Here’s how to make I-45 better: first, fix the parts that need repair, without making them any wider. At the same time, introduce congestion-based pricing on the entire roadway to maximize its capacity around the clock. Invest the proceeds in transit, biking, walking, and in those poor people who truly have no choice but to keep driving.

2. The Future is not retro.  In the era of “MAGA,” no one can doubt that allusions to recovering the imagined verisimilitude of an earlier era have a strong emotional appeal.  Urbanists have made a good case that it many cases, we’ve simply forgotten (or outlawed) well-established recipes for building successful urban places. But while reminders of how well we did things in the past are helpful for motivating introspection, simply reverting to a status quo ante isn’t where we should be headed. In an essay entitled “The Future is not Retro” Pedestrian Observation’s Alon Levy pointedly challenges the limits of nostalgia as blueprint for building the future. Levy takes aim at some of advocates who disparage high rise urban redevelopment and seem to long for a restoration of small town, midwestern main streets.

As Levy argues, communities of the future will embody many of the critical urbanist principles of the past, but they’ll be different as well:

The theme of the future is that, just as the Industrial Revolution involved urbanization and rural depopulation, urban development patterns this century involve growth in the big metro areas and decline elsewhere and in traditional small towns.  . . . Already, people lead full lives in big global cities like New York and London without any of the trappings of what passed for normality in the middle of the 20th century, like a detached house with a yard and no racial minorities or working-class people within sight. The rest will adapt to this reality, just as early 20th century urbanites adapted to the reality of suburbanization a generation later.

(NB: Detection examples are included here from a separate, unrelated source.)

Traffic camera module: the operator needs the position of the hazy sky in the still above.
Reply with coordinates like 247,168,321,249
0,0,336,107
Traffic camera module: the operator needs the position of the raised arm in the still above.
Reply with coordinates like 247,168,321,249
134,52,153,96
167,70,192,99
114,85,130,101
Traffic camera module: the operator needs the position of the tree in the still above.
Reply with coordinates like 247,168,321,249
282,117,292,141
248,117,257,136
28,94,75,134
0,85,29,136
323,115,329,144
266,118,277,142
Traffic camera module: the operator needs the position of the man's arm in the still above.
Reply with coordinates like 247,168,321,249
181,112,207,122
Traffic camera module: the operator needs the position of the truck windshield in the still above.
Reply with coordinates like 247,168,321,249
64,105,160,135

3. The high cost of free roads. In an editorial, Toronto’s Globe and Mail highlights the seductive appeal of apparently “free” roads in otherwise frequently sensible Canada. While several provinces have toyed with asking road users to pay a portion of major new capital projects, like British Columbia’s Port Mann Bridge and the new Champlain Bridge in Montreal, it’s been politically opportunistic to campaign against tolls. In both cases, new provincial governments have taken off the tolls–and shifted the multi-billion dollar cost of the bridges to all of their non-users.  It’s a crazy system, as the Globe and Mail editorial concludes:

Federal, provincial and municipal governments should be liberating taxpayers from billions of dollars in road construction and maintenance costs, and unlocking hundreds of billions of dollars in profitable assets. That would be a boon for both the environment and the fiscal bottom line, and would free up tax dollars for things we really need.

In the news

Writing in the Grand Rapids Business Journal, Lou Glazer cities City Observatory’s commentaries on the positive effects of gentrification for the long-time residents of low income neighborhoods.

StreetsblogUSA cited City Observatory’s critique of the recent Urban Mobility Report in an article “Traffic Study comes under fire for being to pro-car.”